Beberapa pertanyaan yang sempat mengemuka, antara lain, mengenai apa hukumnya melaksanakan shalat Jum’at bagi pekerja yang tinggal di anjungan pengeboran minyak dan gas (RIG), yang umumnya berada di lautan lepas, sedang tempat yang digunakan terkadang juga dipakai untuk ibadah umat beragama yang lain. Ada pula yang menanyakan tentang hukum mengonsumsi kopi luwak, menanyakan arah kiblat, serta menanyakan berapa lama suatu fatwa diproses dalam sidang-sidang Komisi Fatwa MUI.
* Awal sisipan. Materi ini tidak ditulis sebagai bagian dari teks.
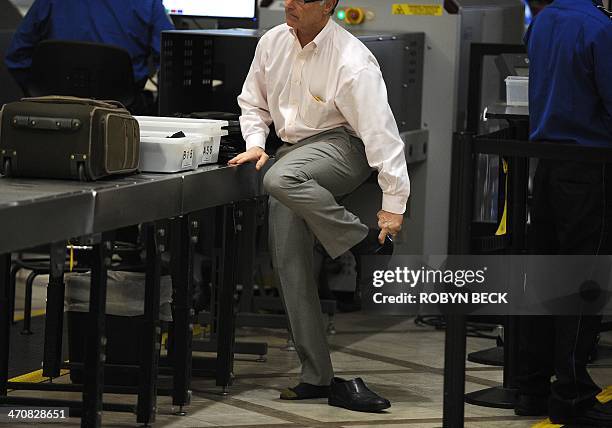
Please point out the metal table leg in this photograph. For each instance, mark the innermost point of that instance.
(54, 319)
(5, 319)
(95, 350)
(151, 329)
(184, 237)
(225, 312)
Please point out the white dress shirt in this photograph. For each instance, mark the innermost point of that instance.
(334, 81)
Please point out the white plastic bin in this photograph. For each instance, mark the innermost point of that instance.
(517, 91)
(161, 154)
(209, 132)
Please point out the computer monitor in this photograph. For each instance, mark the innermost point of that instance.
(222, 9)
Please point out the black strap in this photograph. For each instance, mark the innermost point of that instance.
(599, 5)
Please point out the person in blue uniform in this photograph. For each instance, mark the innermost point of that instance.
(134, 25)
(570, 100)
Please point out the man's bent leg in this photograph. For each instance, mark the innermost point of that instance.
(292, 248)
(310, 175)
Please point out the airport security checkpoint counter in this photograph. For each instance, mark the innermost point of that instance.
(40, 211)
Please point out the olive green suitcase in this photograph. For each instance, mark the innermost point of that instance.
(67, 138)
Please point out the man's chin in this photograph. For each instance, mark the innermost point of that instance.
(291, 21)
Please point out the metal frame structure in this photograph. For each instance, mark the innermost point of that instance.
(93, 210)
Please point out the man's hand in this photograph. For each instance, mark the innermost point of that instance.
(389, 224)
(254, 154)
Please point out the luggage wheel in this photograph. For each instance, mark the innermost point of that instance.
(8, 170)
(81, 172)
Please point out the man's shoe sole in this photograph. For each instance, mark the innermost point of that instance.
(373, 409)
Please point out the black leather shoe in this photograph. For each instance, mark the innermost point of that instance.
(528, 405)
(305, 391)
(355, 395)
(370, 246)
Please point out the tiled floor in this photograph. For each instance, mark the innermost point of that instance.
(398, 359)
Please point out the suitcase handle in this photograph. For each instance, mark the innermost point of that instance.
(46, 123)
(56, 99)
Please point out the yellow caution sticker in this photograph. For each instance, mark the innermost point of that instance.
(416, 9)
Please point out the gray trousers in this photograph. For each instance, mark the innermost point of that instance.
(303, 184)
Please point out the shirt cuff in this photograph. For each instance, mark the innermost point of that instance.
(256, 140)
(395, 204)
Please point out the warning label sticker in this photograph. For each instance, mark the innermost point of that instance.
(416, 9)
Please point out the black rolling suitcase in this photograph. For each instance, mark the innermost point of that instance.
(67, 137)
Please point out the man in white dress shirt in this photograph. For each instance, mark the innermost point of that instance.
(324, 92)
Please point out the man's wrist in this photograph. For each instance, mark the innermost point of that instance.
(256, 140)
(395, 204)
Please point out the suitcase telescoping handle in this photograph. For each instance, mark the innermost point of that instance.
(46, 123)
(57, 99)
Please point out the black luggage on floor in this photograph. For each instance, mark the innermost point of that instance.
(67, 137)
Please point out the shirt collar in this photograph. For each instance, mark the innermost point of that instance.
(320, 38)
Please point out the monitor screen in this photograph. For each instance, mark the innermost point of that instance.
(244, 9)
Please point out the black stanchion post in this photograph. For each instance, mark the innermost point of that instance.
(225, 311)
(462, 182)
(184, 236)
(151, 330)
(5, 319)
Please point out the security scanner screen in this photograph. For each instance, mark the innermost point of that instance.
(212, 8)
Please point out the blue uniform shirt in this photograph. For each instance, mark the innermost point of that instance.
(134, 25)
(570, 74)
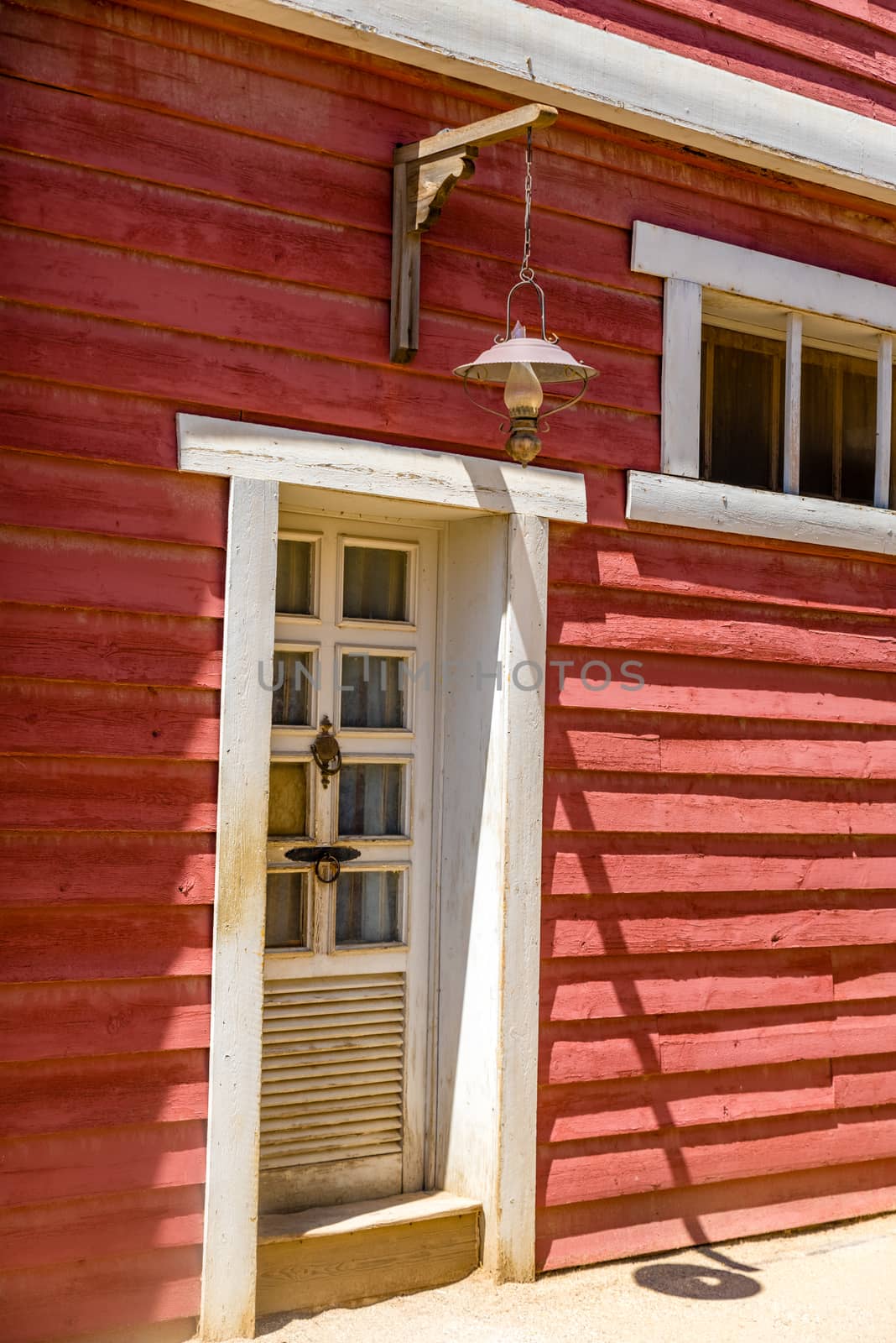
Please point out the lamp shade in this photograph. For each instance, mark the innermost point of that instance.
(548, 362)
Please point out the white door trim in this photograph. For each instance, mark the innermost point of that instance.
(537, 54)
(497, 1111)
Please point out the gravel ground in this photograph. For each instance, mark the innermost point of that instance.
(833, 1286)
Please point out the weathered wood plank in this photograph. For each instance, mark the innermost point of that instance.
(60, 494)
(123, 1224)
(638, 1163)
(701, 1215)
(94, 1293)
(67, 792)
(110, 646)
(65, 718)
(71, 568)
(688, 745)
(102, 943)
(642, 622)
(116, 1017)
(56, 1095)
(643, 1105)
(635, 986)
(90, 1162)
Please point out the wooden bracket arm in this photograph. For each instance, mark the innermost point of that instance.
(425, 175)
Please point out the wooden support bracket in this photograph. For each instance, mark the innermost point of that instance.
(425, 175)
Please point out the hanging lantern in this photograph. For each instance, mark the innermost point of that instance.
(524, 363)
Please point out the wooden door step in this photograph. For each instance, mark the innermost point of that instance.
(365, 1252)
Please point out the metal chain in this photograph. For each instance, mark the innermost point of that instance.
(526, 270)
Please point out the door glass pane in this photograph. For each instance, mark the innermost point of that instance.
(374, 583)
(293, 673)
(286, 910)
(289, 799)
(294, 577)
(860, 434)
(367, 907)
(373, 691)
(371, 799)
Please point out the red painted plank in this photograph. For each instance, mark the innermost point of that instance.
(585, 865)
(644, 1105)
(705, 923)
(164, 221)
(105, 720)
(49, 1098)
(105, 943)
(69, 568)
(60, 494)
(289, 384)
(116, 646)
(125, 285)
(750, 54)
(580, 801)
(864, 971)
(63, 870)
(96, 1293)
(78, 794)
(690, 745)
(698, 1215)
(638, 624)
(716, 687)
(102, 1161)
(638, 986)
(721, 571)
(125, 1224)
(85, 423)
(866, 1081)
(772, 1037)
(638, 1163)
(117, 1017)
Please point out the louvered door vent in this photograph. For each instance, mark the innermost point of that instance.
(331, 1069)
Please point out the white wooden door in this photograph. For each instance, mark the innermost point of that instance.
(346, 962)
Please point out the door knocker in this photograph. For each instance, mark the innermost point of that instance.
(327, 860)
(326, 754)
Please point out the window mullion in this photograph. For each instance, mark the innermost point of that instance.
(793, 375)
(884, 421)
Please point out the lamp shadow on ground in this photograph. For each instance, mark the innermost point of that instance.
(701, 1282)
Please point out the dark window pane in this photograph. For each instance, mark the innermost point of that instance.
(289, 799)
(291, 704)
(367, 907)
(817, 427)
(742, 409)
(294, 577)
(860, 433)
(284, 917)
(373, 691)
(371, 799)
(374, 583)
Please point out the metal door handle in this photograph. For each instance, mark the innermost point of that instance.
(327, 859)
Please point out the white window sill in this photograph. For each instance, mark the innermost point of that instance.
(706, 507)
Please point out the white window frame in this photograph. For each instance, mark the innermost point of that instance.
(488, 907)
(688, 265)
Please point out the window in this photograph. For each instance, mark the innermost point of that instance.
(777, 384)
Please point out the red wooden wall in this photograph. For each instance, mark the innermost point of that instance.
(839, 51)
(197, 218)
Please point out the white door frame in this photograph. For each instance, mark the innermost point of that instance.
(487, 1105)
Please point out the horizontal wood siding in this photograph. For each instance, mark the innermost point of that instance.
(839, 51)
(196, 212)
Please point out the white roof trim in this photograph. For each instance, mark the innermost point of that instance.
(534, 54)
(706, 507)
(329, 462)
(755, 274)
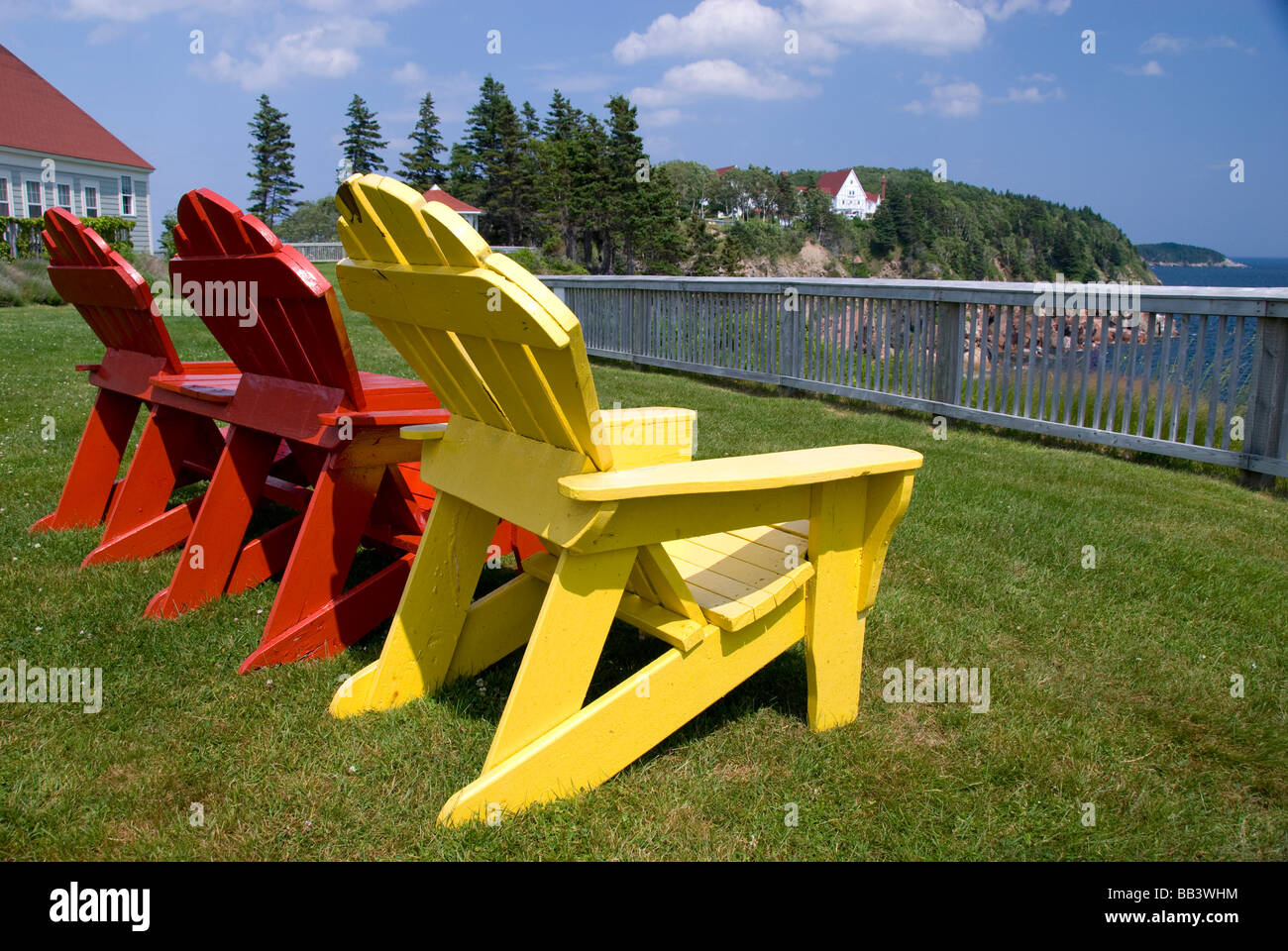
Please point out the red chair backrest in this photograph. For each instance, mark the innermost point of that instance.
(106, 289)
(296, 331)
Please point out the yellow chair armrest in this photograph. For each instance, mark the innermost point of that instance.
(423, 431)
(741, 474)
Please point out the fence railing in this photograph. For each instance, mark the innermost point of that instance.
(1197, 372)
(318, 251)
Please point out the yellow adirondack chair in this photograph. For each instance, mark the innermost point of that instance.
(707, 556)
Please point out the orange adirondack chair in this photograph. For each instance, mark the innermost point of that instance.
(299, 382)
(176, 446)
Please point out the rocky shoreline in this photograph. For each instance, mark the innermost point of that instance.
(1223, 264)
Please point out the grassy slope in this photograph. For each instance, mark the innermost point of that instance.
(1108, 686)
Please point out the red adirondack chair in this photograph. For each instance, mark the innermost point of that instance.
(297, 382)
(176, 448)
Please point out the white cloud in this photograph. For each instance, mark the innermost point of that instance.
(952, 101)
(1166, 43)
(1034, 88)
(321, 52)
(1031, 94)
(717, 77)
(923, 26)
(712, 26)
(408, 75)
(823, 29)
(1004, 9)
(106, 33)
(137, 11)
(1151, 68)
(1175, 46)
(660, 118)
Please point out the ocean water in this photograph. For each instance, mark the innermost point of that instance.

Secara lugas, Dr. Asrorun Ni’am Sholeh menjawab bahwa semua jawaban persoalan hukum yang ditanyakan sebenarnya sudah terdapat di dalam kelima buku himpunan fatwa MUI yang sedang diluncurkan. Sedangkan mengenai berapa lama MUI memutuskan suatu fatwa, hal tersebut bergantung pada sejauh mana tingkat masalah atau kasus yang sedang dihadapi. Jika terkait dengan makanan, maka MUI juga melibatkan para ahli makanan dan pangan baik dari kalangan akademisi semisal dari Institut Pertanian Bogor (IPB), maupun dari para ahli dari berbagai disiplin ilmu yang lain, agar kesimpulan hukum yang dihasilkan tidak semata memenuhi unsur legis formalnya saja.

Dr. Asrorun Ni’am Sholeh juga mengimbau agar setiap Muslim tidak menggampangkan dan mengecilkan hukum-hukum agama. Apalagi, dewasa ini kejelasan halal-haram sering kali dibuat sumir. Terkait dengan hal ini, ia sempat mengkritik mantan Menteri Kesehatan Nafsiah Mboi yang cenderung menggampangkan saja anasir-anasir yang haram dalam bahan-bahan produk obat, dengan alasan untuk kepentingan medis. Padahal dalam hukum agama jelas tidak ada kompromi terhadap yang haram. Selama masih ada obat berbahan halal, maka obat yang mengandung unsur-unsur yang haram mutlak wajib ditinggalkan. Kecuali, jika pilihan pada yang halal itu memang tidak tersedia, sedangkan kondisi mendesak dan memaksa penggunaan obat berusur haram.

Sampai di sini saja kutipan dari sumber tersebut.